Radar Olhar Aguçado(há cerca de 2 horas)

O presidente do STF (Supremo Tribunal Federal), ministro Luiz Edson Fachin, anunciou na 4ª feira (10.jun.2026) a criação de um grupo de estudos sobre a reforma do Judiciário. Para evitar que a iniciativa criasse uma nova disputa interna, Fachin pediu aos colegas que indicassem nomes de sua confiança para integrar o colegiado.

O presidente do tribunal tem encontrado dificuldades internas desde que anunciou seu plano de criar um código de conduta para os ministros da Corte –hoje sob a relatoria da ministra Cármen Lúcia. Atualmente, um dos principais críticos da proposta é o ministro Gilmar Mendes.

Desta vez, Fachin procurou articular internamente para evitar uma cisão. O grupo que vai elaborar uma minuta de projeto de reforma do Judiciário tem nomes de confiança indicados pelos ministros Alexandre de Moraes, Flávio Dino, Gilmar Mendes, Luiz Fux e do próprio Fachin.

Grupo terá caráter consultivo

O objetivo do presidente da Corte é evitar que a discussão sobre a reforma do Judiciário seja, assim como a proposta do código de conduta, mais um ponto de desgaste interno. A comissão terá como escopo “identificar e sistematizar boas práticas nacionais e internacionais” e tem caráter consultivo.

Caso o grupo consiga formular uma proposta de reforma consensual que seja possível encaminhar ao Congresso, caberá aos ministros ratificar o texto, validando o esforço da comissão. Caso não seja possível um consenso, o ônus ficará com a comissão.

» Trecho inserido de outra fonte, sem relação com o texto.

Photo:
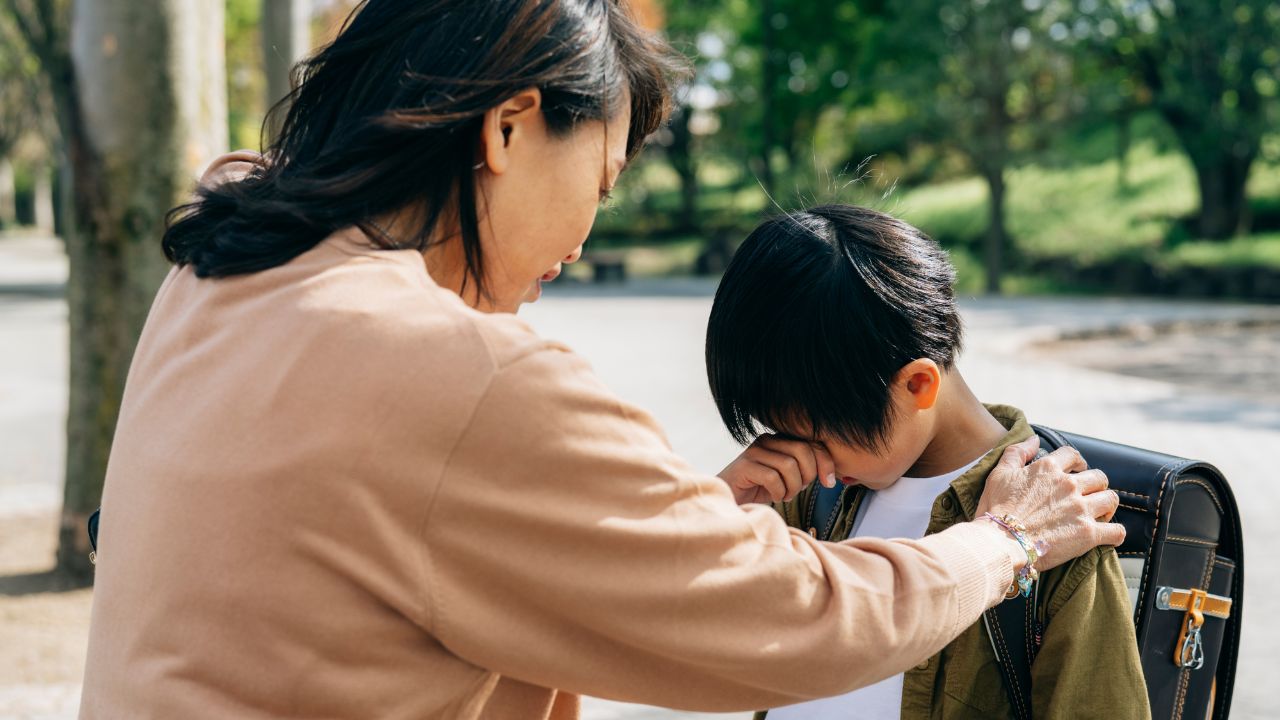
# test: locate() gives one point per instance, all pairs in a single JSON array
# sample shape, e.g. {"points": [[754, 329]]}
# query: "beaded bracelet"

Além dos nomes indicados pelos ministros, há também a presença dos presidentes das duas principais associações da magistratura, a AMB (Associação dos Magistrados Brasileiros) e a Ajufe (Associação dos Juízes Federais do Brasil).

O grupo de estudos sobre modernização do sistema de Justiça, que atuará no âmbito do Centro de Estudos Constitucionais do STF, foi criado por portaria assinada pela presidência da Corte na 5ª feira (11.jun.2026).

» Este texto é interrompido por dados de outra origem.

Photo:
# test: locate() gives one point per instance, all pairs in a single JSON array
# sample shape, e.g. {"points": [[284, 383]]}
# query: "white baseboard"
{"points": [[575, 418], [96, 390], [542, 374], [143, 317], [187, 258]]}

A comissão é presidida por Fernando Facury Scaff, que participa da gestão Fachin. O relator do grupo será o desembargador federal Ney de Barros Bello Filho, do TRF-1 (Tribunal Regional Federal da 1ª Região), nome ligado ao ministro Gilmar Mendes.

Eis a composição da comissão:

  • Fernando Facury Scaff, presidente;
  • Ney de Barros Bello Filho, relator;
  • Ana Paula de Barcellos;
  • Ana Lya Ferraz da Gama Ferreira;
  • Cassio Lisandro Telles;
  • Christine Oliveira Peter da Silva;
  • Ingo Wolfgang Sarlet;
  • Luciana Jordão de Carvalho;
  • José Levi Mello do Amaral Júnior;
  • José Theodoro Correa de Carvalho;
  • Kátia Magalhães Arruda;
  • Luiz Alberto Gurgel de Faria;
  • Manuellita Hermes Rosa Oliveira Filha;
  • Mauro Campbell Marques;
  • Oscar Vilhena Vieira;
  • Rodrigo Mudrovitsch;
  • Sergio Rabello Tamm Renault;
  • Vanessa Ribeiro Mateus; e
  • Vera Karam de Chueiri.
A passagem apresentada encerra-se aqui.